Was passiert mit den Preisen und welche Rolle spielt Paragraf 24? Die Preise sind kräftig gestiegen. Teilweise haben Vermieter schon die Abschlagzahlungen für Mieter erhöht. Habeck rechnet damit, dass Gas noch teurer wird. Womöglich sind dann Versorger und Stadtwerke nicht mehr in der Lage, noch Gas zu beschaffen. Dann soll ihnen erlaubt werden, sprunghafte Anstiege sofort an die Kunden weiterzugeben. Damit das möglich ist, müsste Habeck Paragraf 24 aus dem „Gesetz zur Sicherung der Energieversorgung“aktivieren. „Wenn die Preissprünge so groß sind, dass die Unternehmen umfallen, droht ein Lehman-effekt im ganzen System“, warnte Habeck. Die Pleite der Us-bank Lehman Brothers 2008 hatte zu einem Dominoeffekt geführt und die Weltfinanzkrise ausgelöst.

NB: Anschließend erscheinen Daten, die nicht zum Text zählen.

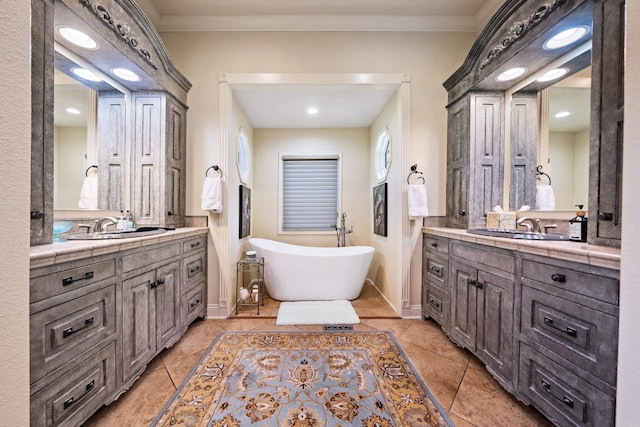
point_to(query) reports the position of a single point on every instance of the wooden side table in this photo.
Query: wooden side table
(250, 281)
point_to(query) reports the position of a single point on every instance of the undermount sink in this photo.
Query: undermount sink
(114, 234)
(518, 234)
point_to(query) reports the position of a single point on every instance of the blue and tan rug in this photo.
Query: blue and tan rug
(305, 379)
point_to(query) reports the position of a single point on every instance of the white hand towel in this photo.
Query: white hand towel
(417, 201)
(89, 193)
(545, 200)
(212, 194)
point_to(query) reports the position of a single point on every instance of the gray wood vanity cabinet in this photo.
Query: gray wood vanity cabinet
(546, 328)
(474, 159)
(97, 321)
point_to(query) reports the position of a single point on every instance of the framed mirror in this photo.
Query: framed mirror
(90, 139)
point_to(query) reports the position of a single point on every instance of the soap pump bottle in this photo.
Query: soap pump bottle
(578, 226)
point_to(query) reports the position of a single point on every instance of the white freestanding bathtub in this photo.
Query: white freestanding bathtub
(305, 273)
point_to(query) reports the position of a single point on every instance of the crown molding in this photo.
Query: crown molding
(441, 23)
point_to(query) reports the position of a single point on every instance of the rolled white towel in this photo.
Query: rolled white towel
(212, 194)
(545, 199)
(89, 193)
(417, 201)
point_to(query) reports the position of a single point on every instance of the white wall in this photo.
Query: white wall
(628, 410)
(352, 145)
(430, 58)
(386, 267)
(15, 170)
(70, 150)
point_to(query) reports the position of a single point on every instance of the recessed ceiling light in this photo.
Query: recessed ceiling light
(83, 73)
(566, 37)
(78, 38)
(553, 74)
(510, 74)
(126, 74)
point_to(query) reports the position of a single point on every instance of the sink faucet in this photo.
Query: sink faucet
(532, 227)
(103, 223)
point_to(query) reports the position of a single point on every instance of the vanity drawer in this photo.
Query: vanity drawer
(435, 244)
(436, 304)
(196, 244)
(146, 258)
(561, 393)
(46, 283)
(436, 269)
(583, 335)
(67, 330)
(71, 399)
(194, 272)
(193, 304)
(575, 278)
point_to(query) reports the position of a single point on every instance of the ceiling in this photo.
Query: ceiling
(284, 106)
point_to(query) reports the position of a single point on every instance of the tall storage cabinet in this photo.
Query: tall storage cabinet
(474, 159)
(607, 120)
(159, 160)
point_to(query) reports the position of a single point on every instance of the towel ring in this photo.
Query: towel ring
(215, 168)
(414, 169)
(86, 173)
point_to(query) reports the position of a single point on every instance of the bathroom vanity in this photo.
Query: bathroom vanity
(100, 311)
(541, 315)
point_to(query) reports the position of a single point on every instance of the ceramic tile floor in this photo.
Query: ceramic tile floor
(460, 383)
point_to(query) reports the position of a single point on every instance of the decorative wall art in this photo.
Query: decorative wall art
(380, 209)
(245, 211)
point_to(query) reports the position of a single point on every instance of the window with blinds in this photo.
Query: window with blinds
(309, 193)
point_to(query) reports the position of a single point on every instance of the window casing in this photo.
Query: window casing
(309, 193)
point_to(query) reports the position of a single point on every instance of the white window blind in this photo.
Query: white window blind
(309, 194)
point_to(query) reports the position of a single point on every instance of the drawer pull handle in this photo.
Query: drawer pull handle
(568, 330)
(157, 283)
(70, 331)
(566, 400)
(69, 280)
(70, 401)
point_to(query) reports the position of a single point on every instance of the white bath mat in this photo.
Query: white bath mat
(316, 313)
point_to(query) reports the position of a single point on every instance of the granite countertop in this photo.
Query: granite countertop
(44, 255)
(601, 256)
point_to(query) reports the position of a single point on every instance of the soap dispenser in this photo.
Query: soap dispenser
(578, 226)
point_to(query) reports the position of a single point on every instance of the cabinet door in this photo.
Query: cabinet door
(167, 298)
(495, 322)
(174, 206)
(42, 29)
(112, 150)
(607, 123)
(458, 164)
(138, 322)
(148, 137)
(524, 150)
(464, 294)
(486, 170)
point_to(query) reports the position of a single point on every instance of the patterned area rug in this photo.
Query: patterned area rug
(305, 379)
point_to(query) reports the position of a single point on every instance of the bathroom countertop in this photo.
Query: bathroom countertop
(601, 256)
(44, 255)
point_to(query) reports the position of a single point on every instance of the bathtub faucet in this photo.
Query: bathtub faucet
(342, 231)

Was droht Verbrauchern? Würden die Versorger die Preissprünge weitergeben dürfen, stiegen die
Gas- und Stromrechnungen der Privatkunden sprunghaft an. „Das ist eine extreme Belastung für viele Menschen und Unternehmen“, sagte Habeck. Die Aufgabe der Politik in den nächsten Wochen sei es, Entlastungen für Haushalte und Unternehmen zu schaffen. An den Preisen wolle man aber nicht drehen, das führe zu noch mehr Problemen.

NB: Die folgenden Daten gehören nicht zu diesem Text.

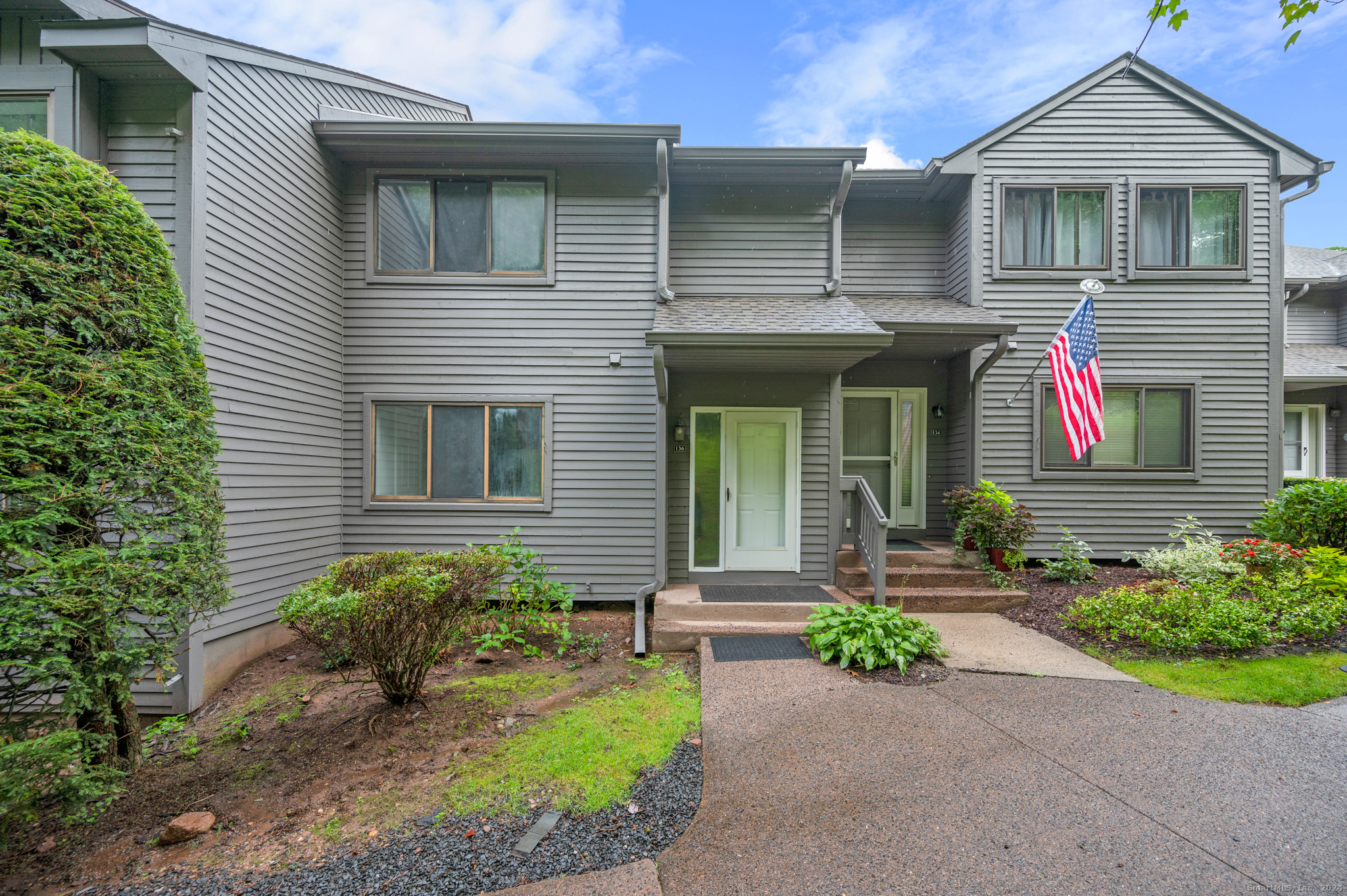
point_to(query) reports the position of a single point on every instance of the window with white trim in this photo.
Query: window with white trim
(462, 226)
(1146, 428)
(1055, 227)
(1190, 227)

Wie wird die Pleite von Stadtwerken verhindert? Die Gefahr ist da: „Angesichts der hohen Gaspreise sind Stadtwerke, Regionalversorger und Importeure akut existenziell gefährdet, wir brauchen umgehend einen Schutzschirm für Versorger“, sagte Verdi-chef Frank Werneke. Auch die Chefin des Bundesverband der Energie- und Wasserwirtschaft , Kerstin Andreae, mahnte, es bestehe das Risiko, dass Versorger die GasKäufe finanziell nicht mehr stemmen können. Der Bund stellt über die Staatsbank KFW bereits 15 Milliarden Euro bereit, mit denen die Beschaffungstochter der Branche, Trading Hub Europe aus Ratingen, Gas zum Speichern beschaffen soll. Das nützt aber den Stadtwerken nichts. Habeck rief erneut dazu auf, Gas einzusparen. Die Industrie habe bislang acht Prozent gespart.

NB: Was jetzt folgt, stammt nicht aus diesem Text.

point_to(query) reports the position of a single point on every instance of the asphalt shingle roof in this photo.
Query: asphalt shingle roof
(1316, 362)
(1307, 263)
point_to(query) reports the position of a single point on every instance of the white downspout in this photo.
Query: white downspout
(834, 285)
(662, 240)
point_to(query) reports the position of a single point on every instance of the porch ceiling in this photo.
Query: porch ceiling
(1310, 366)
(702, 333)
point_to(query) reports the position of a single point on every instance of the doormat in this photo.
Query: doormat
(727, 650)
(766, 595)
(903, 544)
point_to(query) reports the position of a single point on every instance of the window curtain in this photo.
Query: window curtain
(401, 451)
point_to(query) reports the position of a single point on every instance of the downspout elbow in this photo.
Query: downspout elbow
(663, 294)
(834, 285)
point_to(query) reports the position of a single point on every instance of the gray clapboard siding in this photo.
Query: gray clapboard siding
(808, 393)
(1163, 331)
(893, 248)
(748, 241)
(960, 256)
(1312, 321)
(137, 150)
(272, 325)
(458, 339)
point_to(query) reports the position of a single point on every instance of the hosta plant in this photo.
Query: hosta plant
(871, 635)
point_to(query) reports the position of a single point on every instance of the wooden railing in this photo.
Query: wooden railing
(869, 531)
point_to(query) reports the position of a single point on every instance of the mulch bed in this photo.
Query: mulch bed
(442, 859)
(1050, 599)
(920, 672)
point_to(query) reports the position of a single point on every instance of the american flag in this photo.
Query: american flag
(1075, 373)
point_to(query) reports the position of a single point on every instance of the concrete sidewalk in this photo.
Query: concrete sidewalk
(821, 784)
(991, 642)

Was gefährlich wird die Krise für Uniper? Uniper ist der größte Importeur von russischem Gas. Wegen der Preise muss der Düsseldorfer Versorger beim Handel immer höhere Sicherheiten hinterlegen, hat aber einen möglichen Kfw-kredit noch nicht in Anspruch genommen. „Die Gasversorgung in Deutschland ist so angespannt wie seit Jahrzehnten nicht mehr. Es ist wichtig, dass mit der Alarmstufe sehr zügig Klarheit geschaffen wird, welche Kosten durch die derzeit angespannte Versorgungslage entstehen“, sagte UniperChef Klaus-dieter Maubach unserer Redaktion. „Klar ist auch, dass dies für diesen Winter keine Lösung ist, wenn die Versorgungslage so bleibt oder sich über die kommenden Wochen weiter verschärft.“Wenn eine Auffüllung der Speicher bis Oktober nicht möglich sei, seien „weitere Schritte dringend geboten.“Unipers Aktie gab zeitweise um fast acht Prozent auf 18 Euro nach.